Auf die Frage, was ihn motiviert habe, Journalist zu werden, hat mir Pap Saine geantwortet, es sei sein Wille zum Kampf gegen die Ungerechtigkeit und der Wunsch nach Meinungsfreiheit gewesen. In der Kolumne „The Bite“, der Biss, setzt sich „The Point“ für dieses Anliegen ein: Da wird gegen die Zwangsheirat von jungen Mädchen gewettert, da wird über die Kinderprostitution in der Tourismusbranche geklagt.   Es werden die Probleme mit Verkehrssündern geschildert, die eine neue Ampel in Banjul nicht akzeptieren und das Rotlicht ignorieren. Oder „Der Biss“ kritisiert den mächtigen Regionalnachbarn Nigeria, wo es so häufig zu Flugunglücken kommt, dass man in Banjul befürchtet, dass die gesamte Region Westafrika in Misskredit gezogen wird. Und im „Biss“ wird die Opposition belobigt, weil sie nicht schon wieder die Wahl boykottiert und weil das Land ein System der „Checks and Balances“ brauche; die Exekutive brauche ein Gegengewicht. „The Bite“ ist mehr als eine Meckerecke, er ist ein Ventil für eine unzufriedene Gesellschaft, er ist ein Treiber für die Entwicklung zu einer modernen Gesellschaft. „Wir wollen eine Demokratie sehen, die die Entwicklung fördert und das Wohlergehen der einfachen Leute in unserem Land“, heißt  es in der Kolumne.
 
Ausblick/Resümee
Die Reuters Nachrichtenagentur hat Pap Saine kürzlich den Titel „Dekan der Reuters Korrespondenten in West- und Zentralafrika“ verliehen. Sie hat ihn gerühmt für seine Standhaftigkeit in turbulenten Zeiten. Sie hat ihm dafür gedankt, dass er auch unter schwierigen und gefährlichen Umständen mit seinem Journalistenberuf „durch Dick und Dünn“ gegangen sei. Pap Saine sei ein Vater des zeitgenössischen gambischen Journalismus und er inspiriere junge Journalisten des Landes. Der Einschätzung von Reuters kann ich mich nur anschließen. Aber ich möchte schließen mit dem Dank an die Johann-Philipp-Palm-Stiftung dafür, dass sie auf Pap Saine aufmerksam wurde. Für Journalisten wie ihn, die in fernen, versteckten Winkeln der Erde arbeiten, ist internationale Aufmerksamkeit eine Art Lebensversicherung. Sie brauchen die Kontakte und die Solidarität des Auslands, sie brauchen die Einladungen aus dem Ausland, die Einladungen westlicher Stiftungen und Botschaften, sie brauchen die Aufträge von westlichen Nachrichtenagenturen für das wirtschaftliche Überleben – und als Rückendeckung für ihre Arbeit. Denn wer in einem repressiven afrikanischen Staat versucht, kritische Arbeit zu leisten, der ist recht schnell alleine. Der BBC hat im Wahlkampf vor den Septemberwahlen in einer Reportage einen Gambier, der in der Tourismusindustrie arbeitet, zitiert. Der sagte: „Wir haben Angst in Afrika. Du sprichst dich nur laut aus, wenn du für die Regierung bist.“ Die Aussage ist falsch. Pap Saine wiederholt in Gambia nicht die Worte der Regierung; er hat seine eigene Stimme, und er formuliert den Willen des Volkes. 

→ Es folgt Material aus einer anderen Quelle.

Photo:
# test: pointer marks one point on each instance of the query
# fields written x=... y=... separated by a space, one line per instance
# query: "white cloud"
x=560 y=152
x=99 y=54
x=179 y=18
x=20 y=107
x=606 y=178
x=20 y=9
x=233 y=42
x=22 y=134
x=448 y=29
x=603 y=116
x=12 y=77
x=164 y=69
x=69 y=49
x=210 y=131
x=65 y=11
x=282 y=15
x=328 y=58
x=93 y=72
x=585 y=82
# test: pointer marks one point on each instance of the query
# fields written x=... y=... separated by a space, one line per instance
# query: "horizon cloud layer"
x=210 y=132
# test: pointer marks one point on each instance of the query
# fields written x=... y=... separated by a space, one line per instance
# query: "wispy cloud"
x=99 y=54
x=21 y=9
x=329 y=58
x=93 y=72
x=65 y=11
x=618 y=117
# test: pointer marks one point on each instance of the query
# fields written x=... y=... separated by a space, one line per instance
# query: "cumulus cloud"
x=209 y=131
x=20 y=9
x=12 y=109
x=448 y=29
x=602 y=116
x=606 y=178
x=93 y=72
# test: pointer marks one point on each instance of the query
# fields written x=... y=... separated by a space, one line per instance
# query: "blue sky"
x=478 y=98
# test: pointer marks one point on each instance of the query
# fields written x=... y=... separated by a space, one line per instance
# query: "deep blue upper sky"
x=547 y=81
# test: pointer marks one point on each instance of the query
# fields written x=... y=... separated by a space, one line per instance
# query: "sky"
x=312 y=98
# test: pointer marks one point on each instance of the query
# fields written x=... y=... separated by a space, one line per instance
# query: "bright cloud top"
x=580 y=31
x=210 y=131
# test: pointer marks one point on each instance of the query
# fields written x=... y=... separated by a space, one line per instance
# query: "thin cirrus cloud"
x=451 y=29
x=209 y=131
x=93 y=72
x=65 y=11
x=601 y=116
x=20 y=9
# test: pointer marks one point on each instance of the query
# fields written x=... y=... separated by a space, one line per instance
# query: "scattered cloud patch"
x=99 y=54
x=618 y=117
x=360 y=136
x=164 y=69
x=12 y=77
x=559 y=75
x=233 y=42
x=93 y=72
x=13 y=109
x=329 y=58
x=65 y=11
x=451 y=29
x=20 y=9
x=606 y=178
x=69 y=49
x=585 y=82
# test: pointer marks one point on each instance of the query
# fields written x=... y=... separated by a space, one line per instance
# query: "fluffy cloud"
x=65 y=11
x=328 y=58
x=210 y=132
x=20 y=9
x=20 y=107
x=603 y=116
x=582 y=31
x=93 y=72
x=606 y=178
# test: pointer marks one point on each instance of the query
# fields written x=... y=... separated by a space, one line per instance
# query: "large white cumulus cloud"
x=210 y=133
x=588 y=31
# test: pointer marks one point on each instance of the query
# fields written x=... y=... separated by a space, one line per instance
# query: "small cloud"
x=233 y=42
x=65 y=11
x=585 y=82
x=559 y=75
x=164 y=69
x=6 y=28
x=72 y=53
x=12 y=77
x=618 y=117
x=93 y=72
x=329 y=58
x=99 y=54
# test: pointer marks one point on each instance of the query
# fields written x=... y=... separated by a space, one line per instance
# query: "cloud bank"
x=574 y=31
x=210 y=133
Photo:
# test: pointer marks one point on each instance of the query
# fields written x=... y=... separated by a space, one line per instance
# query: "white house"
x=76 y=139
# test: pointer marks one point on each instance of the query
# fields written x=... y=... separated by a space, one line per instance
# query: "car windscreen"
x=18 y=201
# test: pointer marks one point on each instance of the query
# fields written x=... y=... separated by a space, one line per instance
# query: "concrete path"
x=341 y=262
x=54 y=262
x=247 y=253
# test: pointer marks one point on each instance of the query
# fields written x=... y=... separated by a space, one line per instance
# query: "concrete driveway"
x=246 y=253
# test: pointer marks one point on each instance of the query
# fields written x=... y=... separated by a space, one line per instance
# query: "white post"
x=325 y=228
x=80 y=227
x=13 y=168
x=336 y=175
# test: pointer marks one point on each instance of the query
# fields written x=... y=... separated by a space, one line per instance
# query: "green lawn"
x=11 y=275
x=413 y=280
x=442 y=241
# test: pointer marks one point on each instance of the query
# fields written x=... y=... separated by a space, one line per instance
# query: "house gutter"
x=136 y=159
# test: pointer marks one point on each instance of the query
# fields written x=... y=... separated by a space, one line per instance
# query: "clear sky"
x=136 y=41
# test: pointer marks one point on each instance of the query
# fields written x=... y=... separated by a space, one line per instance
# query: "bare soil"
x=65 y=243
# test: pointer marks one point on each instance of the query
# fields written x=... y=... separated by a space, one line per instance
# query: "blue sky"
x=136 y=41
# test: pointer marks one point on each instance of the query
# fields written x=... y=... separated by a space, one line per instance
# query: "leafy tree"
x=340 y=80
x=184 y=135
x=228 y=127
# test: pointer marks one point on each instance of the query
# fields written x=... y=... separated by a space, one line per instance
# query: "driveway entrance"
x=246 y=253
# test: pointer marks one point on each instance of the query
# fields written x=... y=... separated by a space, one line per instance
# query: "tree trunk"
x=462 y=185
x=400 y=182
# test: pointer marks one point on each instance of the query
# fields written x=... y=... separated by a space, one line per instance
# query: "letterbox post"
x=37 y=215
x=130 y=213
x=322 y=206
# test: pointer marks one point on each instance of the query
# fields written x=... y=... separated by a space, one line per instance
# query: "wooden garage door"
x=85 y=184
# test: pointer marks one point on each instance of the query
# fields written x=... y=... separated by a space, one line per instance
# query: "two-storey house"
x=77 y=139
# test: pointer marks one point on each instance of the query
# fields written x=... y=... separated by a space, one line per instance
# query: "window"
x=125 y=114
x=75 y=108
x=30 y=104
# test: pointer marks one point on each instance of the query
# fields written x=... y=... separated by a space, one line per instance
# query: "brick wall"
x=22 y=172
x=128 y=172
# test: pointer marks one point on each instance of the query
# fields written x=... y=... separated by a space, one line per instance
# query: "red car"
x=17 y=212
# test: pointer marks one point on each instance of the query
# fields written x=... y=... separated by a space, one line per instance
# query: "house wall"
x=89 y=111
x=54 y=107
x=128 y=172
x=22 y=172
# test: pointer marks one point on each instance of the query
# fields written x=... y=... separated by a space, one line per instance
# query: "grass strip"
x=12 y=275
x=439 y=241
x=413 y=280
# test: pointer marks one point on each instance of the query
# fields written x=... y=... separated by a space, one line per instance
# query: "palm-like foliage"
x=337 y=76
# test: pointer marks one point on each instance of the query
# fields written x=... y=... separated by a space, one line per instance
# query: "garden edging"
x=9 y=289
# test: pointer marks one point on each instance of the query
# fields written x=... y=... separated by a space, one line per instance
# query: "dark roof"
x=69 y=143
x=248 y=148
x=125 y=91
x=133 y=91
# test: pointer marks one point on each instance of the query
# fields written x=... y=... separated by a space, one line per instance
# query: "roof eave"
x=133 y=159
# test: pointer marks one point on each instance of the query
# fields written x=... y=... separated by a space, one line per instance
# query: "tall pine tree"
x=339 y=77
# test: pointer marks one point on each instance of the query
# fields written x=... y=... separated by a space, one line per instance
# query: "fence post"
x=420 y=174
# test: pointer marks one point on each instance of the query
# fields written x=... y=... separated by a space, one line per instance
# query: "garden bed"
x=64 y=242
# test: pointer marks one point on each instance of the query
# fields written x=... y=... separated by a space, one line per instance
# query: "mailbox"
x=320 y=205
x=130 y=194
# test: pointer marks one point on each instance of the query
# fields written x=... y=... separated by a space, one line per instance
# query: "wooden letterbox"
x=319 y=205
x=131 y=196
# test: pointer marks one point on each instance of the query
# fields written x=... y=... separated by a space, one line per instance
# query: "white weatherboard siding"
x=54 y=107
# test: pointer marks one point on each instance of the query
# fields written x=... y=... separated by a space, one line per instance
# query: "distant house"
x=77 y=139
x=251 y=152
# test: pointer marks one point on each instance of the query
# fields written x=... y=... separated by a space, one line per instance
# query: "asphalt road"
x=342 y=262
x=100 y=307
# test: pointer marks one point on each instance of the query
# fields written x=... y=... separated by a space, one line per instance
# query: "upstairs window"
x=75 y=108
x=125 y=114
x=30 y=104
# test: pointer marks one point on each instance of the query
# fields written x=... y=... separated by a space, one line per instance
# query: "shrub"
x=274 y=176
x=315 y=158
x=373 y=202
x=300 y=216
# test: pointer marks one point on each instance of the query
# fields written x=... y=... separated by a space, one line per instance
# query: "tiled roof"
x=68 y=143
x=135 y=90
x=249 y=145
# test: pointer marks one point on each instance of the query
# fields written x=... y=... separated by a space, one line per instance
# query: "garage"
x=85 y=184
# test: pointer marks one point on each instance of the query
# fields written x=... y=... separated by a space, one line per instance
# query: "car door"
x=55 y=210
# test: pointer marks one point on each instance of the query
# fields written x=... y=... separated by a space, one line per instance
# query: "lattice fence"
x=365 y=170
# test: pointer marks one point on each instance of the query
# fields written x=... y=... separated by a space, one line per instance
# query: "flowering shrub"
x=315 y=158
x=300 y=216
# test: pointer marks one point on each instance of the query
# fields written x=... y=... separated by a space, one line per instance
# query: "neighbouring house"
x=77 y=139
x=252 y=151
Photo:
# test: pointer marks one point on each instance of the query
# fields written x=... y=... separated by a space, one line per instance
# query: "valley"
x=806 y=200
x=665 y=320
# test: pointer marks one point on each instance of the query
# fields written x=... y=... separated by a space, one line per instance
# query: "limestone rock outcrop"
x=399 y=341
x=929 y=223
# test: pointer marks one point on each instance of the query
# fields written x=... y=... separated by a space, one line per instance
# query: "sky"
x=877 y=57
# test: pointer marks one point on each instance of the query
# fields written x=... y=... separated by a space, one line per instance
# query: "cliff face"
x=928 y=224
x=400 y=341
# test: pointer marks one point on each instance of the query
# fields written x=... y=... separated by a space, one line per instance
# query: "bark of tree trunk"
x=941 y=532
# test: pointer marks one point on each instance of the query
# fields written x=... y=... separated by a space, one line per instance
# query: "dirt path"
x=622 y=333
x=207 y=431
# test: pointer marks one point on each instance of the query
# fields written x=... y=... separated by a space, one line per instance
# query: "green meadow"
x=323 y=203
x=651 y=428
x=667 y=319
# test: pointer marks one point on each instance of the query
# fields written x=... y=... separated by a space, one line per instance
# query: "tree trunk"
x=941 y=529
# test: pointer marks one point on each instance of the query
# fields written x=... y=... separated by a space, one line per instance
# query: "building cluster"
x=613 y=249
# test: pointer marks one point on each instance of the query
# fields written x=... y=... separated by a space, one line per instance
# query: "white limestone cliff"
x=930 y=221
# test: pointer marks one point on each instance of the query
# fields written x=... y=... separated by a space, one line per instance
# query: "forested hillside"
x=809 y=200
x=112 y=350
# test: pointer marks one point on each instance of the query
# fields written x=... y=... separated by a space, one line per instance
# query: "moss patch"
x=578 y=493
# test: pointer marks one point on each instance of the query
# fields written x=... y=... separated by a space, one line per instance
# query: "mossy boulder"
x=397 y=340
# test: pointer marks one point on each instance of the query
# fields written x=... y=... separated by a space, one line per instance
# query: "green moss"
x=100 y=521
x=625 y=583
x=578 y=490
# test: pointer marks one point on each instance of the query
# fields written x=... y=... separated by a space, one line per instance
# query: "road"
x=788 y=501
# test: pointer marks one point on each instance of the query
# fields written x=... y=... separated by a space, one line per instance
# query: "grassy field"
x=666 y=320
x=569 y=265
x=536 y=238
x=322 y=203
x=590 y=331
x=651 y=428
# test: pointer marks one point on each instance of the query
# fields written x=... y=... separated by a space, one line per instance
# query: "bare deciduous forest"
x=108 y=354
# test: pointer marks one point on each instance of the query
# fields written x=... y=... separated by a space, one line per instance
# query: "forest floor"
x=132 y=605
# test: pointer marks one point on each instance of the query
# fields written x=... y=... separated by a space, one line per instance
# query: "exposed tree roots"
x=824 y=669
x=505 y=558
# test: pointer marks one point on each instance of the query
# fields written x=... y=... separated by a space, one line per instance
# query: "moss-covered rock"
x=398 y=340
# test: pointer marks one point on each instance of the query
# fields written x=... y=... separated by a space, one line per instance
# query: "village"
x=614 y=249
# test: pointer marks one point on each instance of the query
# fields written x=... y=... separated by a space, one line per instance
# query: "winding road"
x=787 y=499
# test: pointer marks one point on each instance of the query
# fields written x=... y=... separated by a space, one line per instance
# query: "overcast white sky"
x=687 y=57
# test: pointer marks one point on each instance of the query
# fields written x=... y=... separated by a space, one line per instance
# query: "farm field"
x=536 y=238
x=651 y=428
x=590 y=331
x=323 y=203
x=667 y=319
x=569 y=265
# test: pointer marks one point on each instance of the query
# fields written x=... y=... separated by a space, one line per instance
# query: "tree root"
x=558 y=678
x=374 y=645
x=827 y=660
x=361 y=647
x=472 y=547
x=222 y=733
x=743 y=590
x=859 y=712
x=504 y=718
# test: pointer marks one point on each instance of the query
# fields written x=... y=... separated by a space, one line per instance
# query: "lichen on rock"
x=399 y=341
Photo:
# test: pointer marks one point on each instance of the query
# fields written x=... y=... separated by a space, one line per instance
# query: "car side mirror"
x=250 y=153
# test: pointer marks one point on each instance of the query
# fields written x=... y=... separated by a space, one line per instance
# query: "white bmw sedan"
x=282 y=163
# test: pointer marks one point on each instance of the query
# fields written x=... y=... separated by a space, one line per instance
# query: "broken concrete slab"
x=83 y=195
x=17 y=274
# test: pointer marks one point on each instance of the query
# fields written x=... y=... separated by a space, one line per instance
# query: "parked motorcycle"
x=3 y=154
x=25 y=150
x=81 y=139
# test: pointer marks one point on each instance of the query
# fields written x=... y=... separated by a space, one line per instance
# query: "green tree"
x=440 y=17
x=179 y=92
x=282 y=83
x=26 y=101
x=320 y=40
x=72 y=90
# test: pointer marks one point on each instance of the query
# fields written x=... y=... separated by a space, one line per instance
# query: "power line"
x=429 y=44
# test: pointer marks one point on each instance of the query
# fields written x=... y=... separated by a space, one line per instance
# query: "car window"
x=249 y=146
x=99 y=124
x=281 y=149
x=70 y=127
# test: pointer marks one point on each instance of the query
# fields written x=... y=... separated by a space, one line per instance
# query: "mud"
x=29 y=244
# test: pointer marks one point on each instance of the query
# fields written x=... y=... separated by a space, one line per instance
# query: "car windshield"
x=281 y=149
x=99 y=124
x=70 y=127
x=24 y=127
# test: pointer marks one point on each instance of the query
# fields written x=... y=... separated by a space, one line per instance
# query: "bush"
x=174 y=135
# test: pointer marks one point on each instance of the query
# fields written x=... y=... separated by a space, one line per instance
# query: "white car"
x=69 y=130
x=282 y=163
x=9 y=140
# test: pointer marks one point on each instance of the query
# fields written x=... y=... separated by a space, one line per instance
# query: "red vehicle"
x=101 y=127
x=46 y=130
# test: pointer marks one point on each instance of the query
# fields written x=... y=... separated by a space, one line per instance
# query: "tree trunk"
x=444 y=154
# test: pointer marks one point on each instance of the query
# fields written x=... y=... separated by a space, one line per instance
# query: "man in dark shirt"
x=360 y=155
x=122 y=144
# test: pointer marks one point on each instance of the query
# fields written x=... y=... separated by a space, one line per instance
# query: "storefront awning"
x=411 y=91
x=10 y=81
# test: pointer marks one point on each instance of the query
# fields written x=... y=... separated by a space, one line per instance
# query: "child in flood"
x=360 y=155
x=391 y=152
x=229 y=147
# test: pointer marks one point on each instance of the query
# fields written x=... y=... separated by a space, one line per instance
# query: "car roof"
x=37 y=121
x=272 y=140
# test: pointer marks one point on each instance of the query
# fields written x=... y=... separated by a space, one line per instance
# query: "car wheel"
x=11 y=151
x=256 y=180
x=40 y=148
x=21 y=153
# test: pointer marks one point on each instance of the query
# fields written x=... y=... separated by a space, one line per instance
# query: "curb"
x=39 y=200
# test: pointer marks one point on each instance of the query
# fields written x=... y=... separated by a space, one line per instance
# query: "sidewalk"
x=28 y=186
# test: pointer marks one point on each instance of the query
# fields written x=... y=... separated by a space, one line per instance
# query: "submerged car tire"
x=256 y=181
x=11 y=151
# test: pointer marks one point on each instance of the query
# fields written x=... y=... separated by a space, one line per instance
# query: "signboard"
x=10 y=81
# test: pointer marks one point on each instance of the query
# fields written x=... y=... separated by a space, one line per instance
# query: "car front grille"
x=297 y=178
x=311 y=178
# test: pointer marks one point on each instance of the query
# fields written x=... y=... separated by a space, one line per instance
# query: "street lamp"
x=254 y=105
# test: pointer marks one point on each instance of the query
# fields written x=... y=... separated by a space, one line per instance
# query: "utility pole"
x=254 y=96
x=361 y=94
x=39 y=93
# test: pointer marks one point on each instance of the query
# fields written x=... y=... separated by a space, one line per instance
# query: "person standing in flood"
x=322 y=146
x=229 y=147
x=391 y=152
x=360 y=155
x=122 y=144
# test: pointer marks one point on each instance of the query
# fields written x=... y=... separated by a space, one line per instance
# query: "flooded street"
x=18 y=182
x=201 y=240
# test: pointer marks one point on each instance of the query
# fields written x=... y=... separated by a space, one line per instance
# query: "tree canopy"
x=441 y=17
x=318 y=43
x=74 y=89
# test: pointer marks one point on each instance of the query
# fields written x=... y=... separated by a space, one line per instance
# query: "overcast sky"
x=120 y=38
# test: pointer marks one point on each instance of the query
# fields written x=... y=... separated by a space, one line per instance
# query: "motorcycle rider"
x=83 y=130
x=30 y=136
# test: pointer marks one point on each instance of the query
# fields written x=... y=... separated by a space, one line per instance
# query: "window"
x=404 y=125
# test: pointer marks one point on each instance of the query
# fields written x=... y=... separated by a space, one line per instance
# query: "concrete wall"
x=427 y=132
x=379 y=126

Gut 40 Jahre nach der Unabhängigkeitswelle verharren noch viele afrikanische Staaten im ökonomischen Stillstand oder haben gar den Rückwärtsgang eingelegt. Der politische Fortschritt und die Einführung von transparenten politischen Systemen gehen nach dem Prinzip „zwei Schritte voraus, einen zurück“ vor sich. Wir haben ermutigende Beispiele stabiler Demokratien wie in Tansania oder Ghana, gepaart mit wirtschaftlichem Aufwind. Wir haben aber auch drastische Rückschritte wie in Simbawe, Eritrea oder an der Elfenbeinküste. Aber die afrikanischen Staaten brauchen die soziale Befriedung, sie benötigen die wirtschaftliche Teilhabe der Bevölkerung an den nationalen Ressourcen und sie brauchen die Kontrolle der politischen Macht. Bei all diesen Anliegen – die auch im NEPAD-Programm zur Neuen Partnerschaft für Afrikas Entwicklung beschrieben worden sind – spielt eine freie Presse eine tragende Rolle. Pap Saine ist einer ihrer herausragenden Vertreter.